As with DRACULA A.D 1972, I think this Dracula-in-contemporary-times flick is a fun viewing experience!
Let’s face it – THE SATANIC RITES OF DRACULA is an outlandish, pulpy yarn. It involves biker henchmen, the Secret Service, blood squib gunplay, a secret cabal of senior UK figures taking part in occult ceremonies, Scotland Yard, female vampires chained in a basement, death by fire sprinkler and Dracula planning to wipe out all of mankind with a weaponised strain of bubonic plague!





Many Hammer fans dislike this eccentric mix of disparate elements, but I like this bizarre brew! Dracula’s demise is usually the butt of jokes because he ‘just falls into a thorn bush’, but I think the way the Count ends up with his own ‘crown’ of thorns (in this story the thorn bush is disliked by vampires due to its link with Christ’s crown of thorns) is effective visually and, anyway, it is actually Van Helsing who offs Dracula with a handy fence post.
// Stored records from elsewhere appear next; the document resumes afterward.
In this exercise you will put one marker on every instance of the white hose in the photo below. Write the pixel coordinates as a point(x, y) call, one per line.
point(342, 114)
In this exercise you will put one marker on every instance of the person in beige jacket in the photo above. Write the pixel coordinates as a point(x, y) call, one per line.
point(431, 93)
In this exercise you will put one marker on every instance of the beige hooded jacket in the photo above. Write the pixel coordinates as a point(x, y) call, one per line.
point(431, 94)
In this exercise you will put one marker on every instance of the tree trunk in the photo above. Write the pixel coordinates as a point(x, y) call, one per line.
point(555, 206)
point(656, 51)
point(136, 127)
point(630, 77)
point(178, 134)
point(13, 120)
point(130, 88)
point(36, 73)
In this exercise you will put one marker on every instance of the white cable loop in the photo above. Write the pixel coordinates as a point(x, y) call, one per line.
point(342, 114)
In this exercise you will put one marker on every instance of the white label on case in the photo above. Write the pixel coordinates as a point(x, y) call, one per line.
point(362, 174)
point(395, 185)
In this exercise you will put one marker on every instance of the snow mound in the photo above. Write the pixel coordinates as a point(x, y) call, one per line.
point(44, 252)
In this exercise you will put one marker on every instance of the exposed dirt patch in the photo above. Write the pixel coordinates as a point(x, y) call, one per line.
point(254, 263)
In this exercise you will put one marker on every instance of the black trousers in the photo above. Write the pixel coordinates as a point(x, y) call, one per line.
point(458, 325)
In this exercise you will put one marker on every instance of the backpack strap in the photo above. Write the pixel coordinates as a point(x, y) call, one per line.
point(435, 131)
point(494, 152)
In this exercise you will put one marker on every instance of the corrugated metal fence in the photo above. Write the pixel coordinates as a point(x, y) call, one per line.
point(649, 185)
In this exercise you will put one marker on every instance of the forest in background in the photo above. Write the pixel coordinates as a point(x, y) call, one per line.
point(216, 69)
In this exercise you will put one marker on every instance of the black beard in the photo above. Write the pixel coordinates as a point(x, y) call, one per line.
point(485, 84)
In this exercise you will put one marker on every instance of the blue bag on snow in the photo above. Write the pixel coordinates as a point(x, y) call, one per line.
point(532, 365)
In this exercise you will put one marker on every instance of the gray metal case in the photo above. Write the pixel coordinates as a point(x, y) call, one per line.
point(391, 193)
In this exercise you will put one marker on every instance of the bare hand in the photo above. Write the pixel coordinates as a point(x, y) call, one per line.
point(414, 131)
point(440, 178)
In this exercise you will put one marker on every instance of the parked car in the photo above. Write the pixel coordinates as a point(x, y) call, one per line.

With Joanna Lumley replacing Stephanie Beacham as Van Helsing’s granddaughter Jessica, Michael Coles returns as Scotland Yard’s Inspector Murray, seen previously in DRACULA A.D. 1972. Freddie (FRANKENSTEIN MUST BE DESTROYED) Jones plays a mentally unstable scientist, Valerie Van Ost is a Secret Service secretary who falls victim to Dracula and William Franklyn, famous in the UK for his lighthearted commercial voice-over work, is quite effective as Secret Service agent Torrence.





About this movie’s copyright issues: Warner Brothers released the film under its original title in the UK, but they didn’t distribute it in the U.S. The film was eventually released in America years later as COUNT DRACULA AND HIS VAMPIRE BRIDE. In the 1980s the film was falsely believed to be in the public domain in America and released on video tape by several companies, using a transfer culled from a worn 35mm print. The rights reverted back to Hammer Films in the 1990s, however, and Anchor Bay acquired the video rights. THE SATANIC RITES OF DRACULA was then released officially on VHS and DVD.

One thing I can say is that I’m really pleased Hammer didn’t go with its original title for the movie: DRACULA IS DEAD AND WELL AND LIVING IN LONDON (!)